Reza Farivar of Champaign IL (US)

Fardin Abdi Taghi Abad of Champaign IL (US)

Anh Truong of Champaign IL (US)

Mark Watson of Urbana IL (US)

Austin Walters of Savoy IL (US)

Jeremy Goodsitt of Champaign IL (US)

Vincent Pham of Champaign IL (US)

TRAINING A NEURAL NETWORK MODEL FOR RECOGNIZING HANDWRITTEN SIGNATURES BASED ON DIFFERENT CURSIVE FONTS AND TRANSFORMATIONS - A simplified explanation of the abstract

This abstract first appeared for US patent application 20240265258 titled 'TRAINING A NEURAL NETWORK MODEL FOR RECOGNIZING HANDWRITTEN SIGNATURES BASED ON DIFFERENT CURSIVE FONTS AND TRANSFORMATIONS

Simplified Explanation: This patent application describes a device that generates images of different cursive first names and last names, combines them to create signature images, and trains a neural network model to recognize signatures.

Key Features and Innovation:

  • Device applies different cursive fonts to first names and last names.
  • Different transformations are applied to the images to generate sets of first name and last name images.
  • Neural network model is trained with signature images to recognize first names and last names in signatures.

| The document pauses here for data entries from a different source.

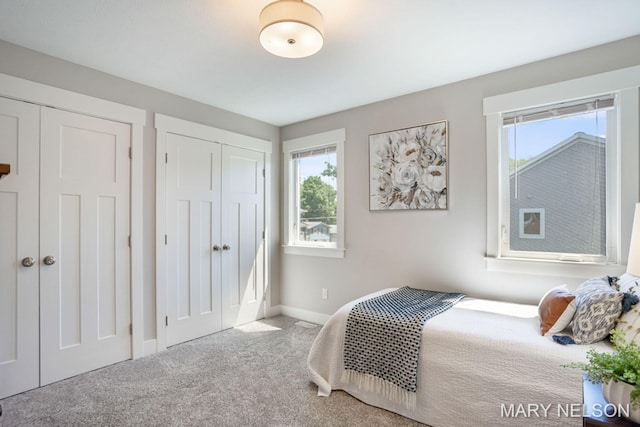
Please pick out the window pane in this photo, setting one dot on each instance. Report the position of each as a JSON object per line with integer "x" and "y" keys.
{"x": 557, "y": 184}
{"x": 316, "y": 196}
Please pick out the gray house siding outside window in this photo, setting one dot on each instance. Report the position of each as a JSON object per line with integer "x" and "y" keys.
{"x": 561, "y": 198}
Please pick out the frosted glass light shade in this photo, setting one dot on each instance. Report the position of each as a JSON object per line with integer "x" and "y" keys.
{"x": 633, "y": 264}
{"x": 291, "y": 29}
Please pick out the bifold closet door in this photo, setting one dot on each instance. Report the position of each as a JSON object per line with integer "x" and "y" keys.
{"x": 193, "y": 242}
{"x": 85, "y": 286}
{"x": 19, "y": 335}
{"x": 243, "y": 267}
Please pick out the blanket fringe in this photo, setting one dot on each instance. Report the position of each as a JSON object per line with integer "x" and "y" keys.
{"x": 379, "y": 386}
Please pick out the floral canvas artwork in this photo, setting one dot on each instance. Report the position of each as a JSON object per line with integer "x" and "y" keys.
{"x": 408, "y": 168}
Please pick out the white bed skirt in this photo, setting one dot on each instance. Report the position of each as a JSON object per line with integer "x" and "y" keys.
{"x": 482, "y": 363}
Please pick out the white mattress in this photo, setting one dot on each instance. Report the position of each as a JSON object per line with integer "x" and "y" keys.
{"x": 482, "y": 363}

Potential Applications: This technology can be used in document verification, signature recognition systems, and personalized marketing materials.

Problems Solved: This technology addresses the need for accurate signature recognition and personalized content generation.

Benefits:

  • Improved accuracy in signature recognition.
  • Enhanced personalization in marketing materials.
  • Efficient document verification processes.

Commercial Applications: Title: Signature Recognition Technology for Document Verification and Personalized Marketing This technology can be utilized in banks, legal firms, marketing agencies, and any organization requiring signature verification and personalized content creation.

Prior Art: Researchers can explore prior art related to signature recognition systems, cursive font applications, and neural network models for signature analysis.

Frequently Updated Research: Researchers can stay updated on advancements in neural network models for signature recognition and cursive font generation techniques.

Questions about Signature Recognition Technology: 1. How does this technology improve document verification processes? 2. What are the potential limitations of using neural network models for signature recognition?


Original Abstract Submitted

a device receives information indicating first names and last names of individuals and applies different cursive fonts to each of the first names and the last names to generate images of different cursive first names and different cursive last names. the device applies different transformations to the images of the different cursive first names and the different cursive last names to generate a set of first name images and a set of last name images. the device combines each first name image with each last name image to form a set of signature images and trains a neural network model, with the set of signature images, to generate a trained neural network model. the device receives an image of a signature and processes the image of the signature, with the trained neural network model, to recognize a first name and a last name in the signature.